Sufficient soft tissue volume and keratinized tissue around implants are key for implant success. A clinical update on gold standards and alternatives.

The physiologic changes after tooth extraction lead to soft and hard tissue deficiencies. These influence the appearance of the prosthetic restoration and the peri-implant tissues.1
In the past, these deficiencies were treated through bone regenerative techniques. But, more recently, bone regeneration has been combined with soft tissue grafting, to achieve a better volume gain and to restore the contours of the alveolar ridge.2

Soft tissue thickness matters

Soft tissue thickness influences the translucency and color of the peri-implant tissues. But recent data have also shown that Areas with thick soft tissues may be less prone to the initial bone loss associated with the establishment of the biologic width.3 Thus, soft tissue grafting has become a common procedure when treating aesthetically demanding situations.

Soft tissue harvesting

Connective tissue grafts increase soft tissue contours and improve the harmony between restorations and adjacent tissues.4 The most frequent donor sites are the anterior and posterior parts of the palate, including the maxillary tuberosity. But, the harvest site may influence the thickness of the graft. Thus, the selection of the harvest site must be based on the amount of tissue needed.5(Fig. 1) Clinicians tend to harvest grafts with greater proportions of lamina propria, since it is believed to be more stable compared to glandular or fatty tissue. Graft thickness has been directly correlated with the amount of pain perceived by patients.6

A new alternative to autologous grafts

Autologous grafts are associated with a greater number of post-surgical complications. These include bleeding and pain. There is great interest in the scientific community to develop soft tissue substitutes that achieve similar outcomes, but reduce morbidity.
Currently, researchers are testing a new 3-D collagen matrix, that has been designed to increase the quantity of soft tissue around implants. A recent publication has shown promising results for this matrix when compared to autologous connective tissue.7(Fig. 2)

Flap techniques

Conventional flaps or tunnel preparations are the most common flap techniques in the available literature. Conventional flaps allow for better access and graft fixation. Tunnel preparations have the advantage of better preserving papillae height. Regardless of the surgical technique, it is important that the soft tissue graft or substitute be fixed in the area most likely to create a benefit: the transition zone from the implant shoulder to the gingival margin.

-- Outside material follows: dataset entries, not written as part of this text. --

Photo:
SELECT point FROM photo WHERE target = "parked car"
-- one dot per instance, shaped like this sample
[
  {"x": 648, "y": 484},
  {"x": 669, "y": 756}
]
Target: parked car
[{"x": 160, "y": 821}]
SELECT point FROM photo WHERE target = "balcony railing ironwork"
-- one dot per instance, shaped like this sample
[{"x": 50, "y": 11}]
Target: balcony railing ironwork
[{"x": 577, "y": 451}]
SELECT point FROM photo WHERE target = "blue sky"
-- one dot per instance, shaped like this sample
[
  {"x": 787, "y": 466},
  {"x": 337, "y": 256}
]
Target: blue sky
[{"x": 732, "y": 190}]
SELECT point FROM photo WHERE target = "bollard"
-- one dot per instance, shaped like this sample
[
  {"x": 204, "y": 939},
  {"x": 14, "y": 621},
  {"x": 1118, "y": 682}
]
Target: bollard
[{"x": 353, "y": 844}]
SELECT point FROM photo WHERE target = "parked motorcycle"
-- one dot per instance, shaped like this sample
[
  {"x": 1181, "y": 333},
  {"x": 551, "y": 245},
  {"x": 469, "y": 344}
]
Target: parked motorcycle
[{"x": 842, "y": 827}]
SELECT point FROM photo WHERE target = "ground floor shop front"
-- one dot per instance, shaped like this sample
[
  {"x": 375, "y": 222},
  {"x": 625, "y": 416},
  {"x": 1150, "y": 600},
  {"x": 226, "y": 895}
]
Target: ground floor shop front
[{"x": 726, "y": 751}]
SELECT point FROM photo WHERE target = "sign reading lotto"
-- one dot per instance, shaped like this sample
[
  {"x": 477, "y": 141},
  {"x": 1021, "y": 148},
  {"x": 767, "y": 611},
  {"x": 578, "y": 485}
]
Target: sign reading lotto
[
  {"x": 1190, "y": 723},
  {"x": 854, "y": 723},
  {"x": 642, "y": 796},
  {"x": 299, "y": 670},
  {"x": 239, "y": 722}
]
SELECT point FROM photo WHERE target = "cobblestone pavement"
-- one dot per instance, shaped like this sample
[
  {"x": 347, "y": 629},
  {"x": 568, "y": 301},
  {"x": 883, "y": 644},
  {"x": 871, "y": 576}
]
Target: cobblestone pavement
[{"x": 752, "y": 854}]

Importance of keratinized mucosa around dental implants

Besides the thickness of the peri-implant tissues, the width of keratinized tissue has received significant attention. A reduced width of keratinized mucosa may be more prone to lingual plaque accumulation, bleeding on probing and buccal soft tissue recession.8 Considering the available data, clinicians should consider procedures aimed at preserving keratinized tissue. When there is significant displacement of the mucogingival junction after GBR treatments, keratinized tissue augmentation procedures should be considered to enable patients to maintain oral hygiene in non-aesthetic areas.